Meyer then switched slaughtering operations to the infamous Nebraska Beef plant that had received multiple citations from the Agriculture Department and which has had two recalls of ground beef this summer. (More background on the plant and what happened in a Washington Post article here.)

The Times pointed out that “most of the beef was sold at grocers other than Whole Foods and recalled this summer. An additional 1.2 million pounds were recalled on Friday by the processor after illnesses in several states were tentatively linked to ground beef sold at Whole Foods and other stores.”

What’s surprising is that Whole Foods didn’t know Meyer Natural Angus had switched processing plants. This isn’t a simple oversight, since Whole Foods has long audited the slaughterhouse facilities from which it is supplied. To switch plants without being informed would undermine its quality control system (and potentially its protocols on humane animal treatment). As the Times said:

Whole Foods acknowledged that a code stamped on beef packages arriving at its stores accurately reflected the change in processing plants. But the grocery chain said it had no procedures in place to watch the codes on arriving meat packages, and therefore failed to notice it was getting beef from a packing plant it had never approved. Whole Foods will immediately institute new procedures to detect such a change in the future, the chain said.

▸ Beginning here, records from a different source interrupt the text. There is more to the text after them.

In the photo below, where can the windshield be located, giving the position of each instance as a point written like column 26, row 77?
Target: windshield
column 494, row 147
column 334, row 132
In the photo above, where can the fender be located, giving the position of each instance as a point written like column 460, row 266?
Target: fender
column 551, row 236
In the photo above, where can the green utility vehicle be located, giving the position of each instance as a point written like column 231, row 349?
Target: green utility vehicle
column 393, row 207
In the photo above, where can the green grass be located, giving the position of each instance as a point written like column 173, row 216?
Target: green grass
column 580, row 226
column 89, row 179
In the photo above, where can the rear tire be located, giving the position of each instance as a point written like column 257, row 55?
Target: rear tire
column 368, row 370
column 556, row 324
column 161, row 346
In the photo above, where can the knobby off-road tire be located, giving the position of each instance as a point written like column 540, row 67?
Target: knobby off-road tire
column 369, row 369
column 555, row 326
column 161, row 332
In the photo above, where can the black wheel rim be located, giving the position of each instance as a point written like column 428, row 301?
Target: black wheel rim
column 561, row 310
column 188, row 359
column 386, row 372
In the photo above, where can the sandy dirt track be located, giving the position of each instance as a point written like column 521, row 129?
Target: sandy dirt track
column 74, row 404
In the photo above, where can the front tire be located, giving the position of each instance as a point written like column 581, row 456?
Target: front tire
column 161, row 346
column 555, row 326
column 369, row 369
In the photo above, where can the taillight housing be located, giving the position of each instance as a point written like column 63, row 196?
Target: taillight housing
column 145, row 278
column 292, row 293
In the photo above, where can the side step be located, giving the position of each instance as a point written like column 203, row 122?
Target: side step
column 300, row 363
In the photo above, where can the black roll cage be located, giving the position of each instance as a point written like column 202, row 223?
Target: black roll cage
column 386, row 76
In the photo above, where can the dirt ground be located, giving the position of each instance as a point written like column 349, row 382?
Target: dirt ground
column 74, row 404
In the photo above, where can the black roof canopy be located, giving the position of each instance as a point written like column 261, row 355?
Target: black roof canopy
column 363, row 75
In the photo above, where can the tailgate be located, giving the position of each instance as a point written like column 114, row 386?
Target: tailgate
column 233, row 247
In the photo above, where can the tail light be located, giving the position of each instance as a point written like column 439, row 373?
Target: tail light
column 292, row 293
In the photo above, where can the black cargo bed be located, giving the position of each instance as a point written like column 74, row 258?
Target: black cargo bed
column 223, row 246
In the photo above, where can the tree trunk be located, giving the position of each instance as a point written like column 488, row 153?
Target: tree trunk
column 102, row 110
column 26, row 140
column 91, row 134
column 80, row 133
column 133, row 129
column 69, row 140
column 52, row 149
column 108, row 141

The recall comes at a particularly bad time for the natural and organic retailer, which is facing a double-whammy of slower growth and a renewed FTC investigation into its purchase of Wild Oats. It also comes just as Whole Foods rolls out of its humane meat  ratings program — on which it has been working for at least five years.

Past food safety incidents have shown that concentration increases the risk of tainted food — in this case, in a processing plant with a known history of e. coli recalls and at a fast-growing meat company integrating multiple acquisitions. Indeed, it’s difficult to see how Meyer Natural Angus could have hoped to stay true to its words while relying on Nebraska Beef for processing.